MI200 matrix fused multiply-add (MFMA) behavior specifics#

The MI200 MFMA_F16, MFMA_BF16, and MFMA_BF16_1K flush subnormal input/output data to zero. This behavior might affect the convolution operation in certain workloads due to the limited exponent range of the half-precision floating-point datatypes.

MIOpen offers an alternate implementation for the half-precision datatype via conversion instructions to utilize the BFloat16 datatype’s larger exponent range, albeit with reduced accuracy. The following salients apply to this alternate implementation:

  • It’s disabled by default in the forward convolution operations.

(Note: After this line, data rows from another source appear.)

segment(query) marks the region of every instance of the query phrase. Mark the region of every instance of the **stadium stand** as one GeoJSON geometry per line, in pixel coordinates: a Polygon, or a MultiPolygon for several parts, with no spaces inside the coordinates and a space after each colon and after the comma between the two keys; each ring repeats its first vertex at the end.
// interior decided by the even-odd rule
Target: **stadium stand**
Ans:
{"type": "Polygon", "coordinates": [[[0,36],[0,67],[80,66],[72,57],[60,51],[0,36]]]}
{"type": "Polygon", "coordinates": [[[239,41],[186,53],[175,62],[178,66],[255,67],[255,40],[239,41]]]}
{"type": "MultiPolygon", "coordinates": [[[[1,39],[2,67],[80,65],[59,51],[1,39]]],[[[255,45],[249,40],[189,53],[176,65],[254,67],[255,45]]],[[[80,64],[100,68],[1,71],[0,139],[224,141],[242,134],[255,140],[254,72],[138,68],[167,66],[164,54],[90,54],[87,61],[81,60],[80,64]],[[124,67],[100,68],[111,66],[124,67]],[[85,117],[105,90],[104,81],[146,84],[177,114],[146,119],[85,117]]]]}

  • It’s enabled by default in the backward data and backward weights convolution operations.

  • You can override the default MIOpen behaviors by using the miopenSetConvolutionAttribute API call: Pass the convolution descriptor for the appropriate convolution operation, and the MIOPEN_CONVOLUTION_ATTRIB_FP16_ALT_IMPL convolution attribute (with a non-zero value), to engage the alternate implementation.

  • You can also override the behavior using the MIOPEN_DEBUG_CONVOLUTION_ATTRIB_FP16_ALT_IMPL environment variable. When set to 1, MIOPEN_DEBUG_CONVOLUTION_ATTRIB_FP16_ALT_IMPL engages the alternate implementation; when set to 0, it’s disabled. Keep in mind that the environment variable impacts the convolution operation in all directions.